The aftermath of the 49 Fire created public-private partnerships that are working hard on multiple strategies to reduce the dangerous accumulations of dry wood fuels in our urban, suburban areas of Placer County. Our team has created the American River Canyon Shaded Fuel Break, a planned thinning of dense vegetation designed to keep the fire on the ground rather than in the tree canopy, to protect homeowners and businesses all along the eastern edge of the City of Auburn. In the last four years, we’ve treated 271 acres in the Shaded Fuel Break. Last year, homeowners in the neighborhoods of Grand Oaks, Gray Horse and Riverside treated 32 acres through homeowners’ associations or forming their own collective action. Last year, Auburn Fire Department sent out 114 weed abatement notices and all but 5 of the homeowners removed the dry weeds and wood from their properties. For the five holdouts, the city abated the property and sent the property owner the bill.

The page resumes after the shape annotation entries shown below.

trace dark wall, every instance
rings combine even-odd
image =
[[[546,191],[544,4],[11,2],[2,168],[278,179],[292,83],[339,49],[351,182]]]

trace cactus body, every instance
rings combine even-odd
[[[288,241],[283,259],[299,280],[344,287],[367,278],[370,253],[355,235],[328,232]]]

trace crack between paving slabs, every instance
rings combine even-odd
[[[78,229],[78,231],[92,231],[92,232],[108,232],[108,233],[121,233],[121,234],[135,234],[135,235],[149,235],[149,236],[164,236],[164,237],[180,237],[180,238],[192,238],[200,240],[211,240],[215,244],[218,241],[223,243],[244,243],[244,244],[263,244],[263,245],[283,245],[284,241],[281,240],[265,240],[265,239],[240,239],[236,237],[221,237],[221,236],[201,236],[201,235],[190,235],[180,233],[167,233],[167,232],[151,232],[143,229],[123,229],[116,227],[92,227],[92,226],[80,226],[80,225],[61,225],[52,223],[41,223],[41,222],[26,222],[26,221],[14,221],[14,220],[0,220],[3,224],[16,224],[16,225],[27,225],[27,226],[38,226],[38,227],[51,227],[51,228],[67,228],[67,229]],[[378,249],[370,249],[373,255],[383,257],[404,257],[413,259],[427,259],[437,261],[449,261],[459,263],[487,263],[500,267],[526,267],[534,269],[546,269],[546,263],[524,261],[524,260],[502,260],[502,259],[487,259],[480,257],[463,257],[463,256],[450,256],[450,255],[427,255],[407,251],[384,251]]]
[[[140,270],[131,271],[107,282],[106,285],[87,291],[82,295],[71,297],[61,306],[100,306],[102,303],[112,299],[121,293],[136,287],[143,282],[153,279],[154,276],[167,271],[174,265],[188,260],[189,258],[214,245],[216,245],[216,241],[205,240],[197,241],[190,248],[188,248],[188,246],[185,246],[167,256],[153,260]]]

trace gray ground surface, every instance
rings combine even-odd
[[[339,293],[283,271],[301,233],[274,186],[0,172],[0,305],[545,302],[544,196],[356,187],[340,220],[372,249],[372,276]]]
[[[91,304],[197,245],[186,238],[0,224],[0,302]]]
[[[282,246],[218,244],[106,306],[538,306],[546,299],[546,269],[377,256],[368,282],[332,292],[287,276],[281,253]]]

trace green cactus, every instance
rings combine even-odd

This positive momentum continues to build on a number of fronts. Two weeks ago, the Placer Board of Supervisors used funds from the Middle Fork Project to provide $129,460 in grants as a part of a new Fuel Reduction Management Program. These grants will support two City of Auburn fuel reduction projects along the Shaded Fuel Break, two Foresthill/Iowa Hill projects along the Baltimore Mine Fuel Break and help pay for a feasibility study for a biomass plant in Foresthill. And last week, we got the great news that PG&E has approved a total of $380,00 in grant funding to help seniors and disabled individuals provider defensible space around their homes and for fuel reduction projects in Foresthill, Alpine Meadows and Meadow Vista. In the race to prevent a catastrophic fire in our community, it is gratifying to see progress.

Much more needs to be done and getting more local residents to provide defensible space around their homes is the key strategy. Earl Weaver, the famous manager of the Baltimore Oriole baseball team, “Momentum? Momentum is the next day’s starting pitcher.” That is why we’ve got to keep the Big Momentum (the “Big Mo”) going. The Greater Auburn Area Fire Safe Council is sponsoring a North Auburn Town Meeting entitled “My Family – My Home: How do I protect them from Fire?” at 7:00 pm on Thursday, July 31 at the Planning Commission Chambers at 3091 County Center Drive. We will have brief presentations from various government agencies and lots of time for questions from residents. Please come.